4. Save and close the file, then activate the virtual host configuration by creating a symbolic link of file 'etherpad' to the directory '/etc/nginx/sites-enabled'.

sudo ln -s /etc/nginx/sites-available/etherpad /etc/nginx/sites-enabled/

5. Next, run the command 'nginx -t' to verify the nginx configuration. This command will check any syntax error on the configuration.

sudo nginx -t

You'll receive output as below. The output message 'syntax is ok' means you don't have any errors.

nginx: the configuration file /etc/nginx/nginx.conf syntax is ok
nginx: configuration file /etc/nginx/nginx.conf test is successful.

6. Lastly, restart the Nginx service to apply a new Nginx virtual host file.

sudo systemctl restart nginx

In this section, you have completed the Nginx installation and configuration as a reverse proxy for the Etherpad application. Your Etherpad is now available on http://etherpad.example.io.
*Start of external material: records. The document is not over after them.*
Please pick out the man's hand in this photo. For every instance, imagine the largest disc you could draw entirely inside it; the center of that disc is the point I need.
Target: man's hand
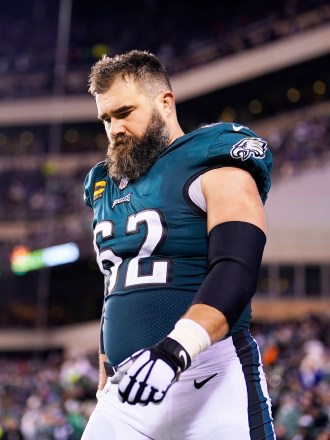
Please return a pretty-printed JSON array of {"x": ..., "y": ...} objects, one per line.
[{"x": 147, "y": 375}]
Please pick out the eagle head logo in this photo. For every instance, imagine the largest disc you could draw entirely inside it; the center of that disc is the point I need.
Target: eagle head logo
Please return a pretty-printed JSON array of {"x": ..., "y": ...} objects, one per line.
[{"x": 248, "y": 147}]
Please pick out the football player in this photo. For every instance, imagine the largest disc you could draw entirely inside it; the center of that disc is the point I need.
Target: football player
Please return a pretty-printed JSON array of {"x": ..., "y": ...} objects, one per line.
[{"x": 179, "y": 232}]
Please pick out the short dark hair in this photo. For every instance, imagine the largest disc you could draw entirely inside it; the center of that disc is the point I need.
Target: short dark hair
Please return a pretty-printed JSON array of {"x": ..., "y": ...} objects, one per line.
[{"x": 144, "y": 67}]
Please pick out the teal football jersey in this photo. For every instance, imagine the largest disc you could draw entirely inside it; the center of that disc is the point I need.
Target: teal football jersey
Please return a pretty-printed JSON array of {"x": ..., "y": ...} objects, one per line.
[{"x": 150, "y": 239}]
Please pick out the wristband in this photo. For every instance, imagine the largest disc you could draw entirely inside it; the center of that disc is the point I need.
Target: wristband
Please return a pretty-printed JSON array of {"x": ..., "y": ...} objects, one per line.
[{"x": 191, "y": 335}]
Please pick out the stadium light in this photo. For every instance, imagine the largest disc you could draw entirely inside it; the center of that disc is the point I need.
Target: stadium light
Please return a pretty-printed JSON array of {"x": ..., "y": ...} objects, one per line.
[{"x": 23, "y": 260}]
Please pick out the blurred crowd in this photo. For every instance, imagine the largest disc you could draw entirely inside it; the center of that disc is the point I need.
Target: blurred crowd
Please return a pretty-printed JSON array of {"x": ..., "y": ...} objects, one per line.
[
  {"x": 51, "y": 397},
  {"x": 181, "y": 37},
  {"x": 46, "y": 397},
  {"x": 30, "y": 191}
]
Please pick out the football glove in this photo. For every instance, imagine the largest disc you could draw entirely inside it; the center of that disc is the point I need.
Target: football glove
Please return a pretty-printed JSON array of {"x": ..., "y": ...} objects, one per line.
[{"x": 147, "y": 375}]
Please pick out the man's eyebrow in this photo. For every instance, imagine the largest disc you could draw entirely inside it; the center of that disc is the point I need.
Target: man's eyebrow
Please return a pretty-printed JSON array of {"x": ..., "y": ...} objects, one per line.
[{"x": 118, "y": 111}]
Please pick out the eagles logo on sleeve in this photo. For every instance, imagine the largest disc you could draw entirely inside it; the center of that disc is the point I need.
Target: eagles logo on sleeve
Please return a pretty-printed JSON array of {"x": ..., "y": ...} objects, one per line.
[{"x": 248, "y": 147}]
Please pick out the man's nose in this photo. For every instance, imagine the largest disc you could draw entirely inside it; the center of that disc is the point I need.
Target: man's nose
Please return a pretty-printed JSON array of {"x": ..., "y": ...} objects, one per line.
[{"x": 117, "y": 127}]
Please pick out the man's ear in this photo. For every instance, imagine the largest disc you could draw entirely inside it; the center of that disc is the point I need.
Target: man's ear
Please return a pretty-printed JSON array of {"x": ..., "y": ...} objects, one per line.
[{"x": 167, "y": 102}]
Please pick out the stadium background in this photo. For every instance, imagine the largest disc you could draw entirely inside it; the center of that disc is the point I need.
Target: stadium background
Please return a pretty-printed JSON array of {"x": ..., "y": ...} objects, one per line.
[{"x": 265, "y": 65}]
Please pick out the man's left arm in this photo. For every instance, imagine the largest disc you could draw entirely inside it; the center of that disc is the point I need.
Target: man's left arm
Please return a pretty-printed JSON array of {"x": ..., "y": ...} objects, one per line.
[{"x": 236, "y": 224}]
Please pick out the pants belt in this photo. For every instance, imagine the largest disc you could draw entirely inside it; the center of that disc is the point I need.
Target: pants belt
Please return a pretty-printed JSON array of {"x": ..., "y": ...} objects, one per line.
[{"x": 109, "y": 369}]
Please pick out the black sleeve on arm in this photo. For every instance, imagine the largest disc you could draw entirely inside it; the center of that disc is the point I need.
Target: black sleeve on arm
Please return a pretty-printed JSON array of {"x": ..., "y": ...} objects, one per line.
[
  {"x": 235, "y": 254},
  {"x": 101, "y": 346}
]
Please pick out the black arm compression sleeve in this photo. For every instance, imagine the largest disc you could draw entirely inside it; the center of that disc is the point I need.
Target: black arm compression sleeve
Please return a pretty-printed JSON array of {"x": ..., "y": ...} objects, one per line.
[{"x": 235, "y": 254}]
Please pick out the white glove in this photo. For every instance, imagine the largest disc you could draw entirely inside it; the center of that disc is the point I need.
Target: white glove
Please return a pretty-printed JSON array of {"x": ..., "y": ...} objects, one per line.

Setup Nginx as a reverse proxy for Etherpad

Verify Etherpad Installation

1. Open your web browser and type the domain name 'http://etherpad.example.io/' on the address. And you'll automatically be redirected to the secure HTTPS connection as below.

Etherpad Create New Pad

2. To create a new pad, input the name of the pad on the column and click the button 'OK'.

Now you'll see the Etherpad Real-time Collaboration Editor as below.

Etherpad Collaboration Editor

Conclusion

In this tutorial, you've installed and configured the Etherpad Real-time Collaborative Editor on the Debian 11 server. Also, you've installed and configured Nginx as a reverse proxy for the Etherpad application.

You're now ready to use etherpad as your collaboration editor in your team. For further information about Etherpad, check the official Etherpad documentation.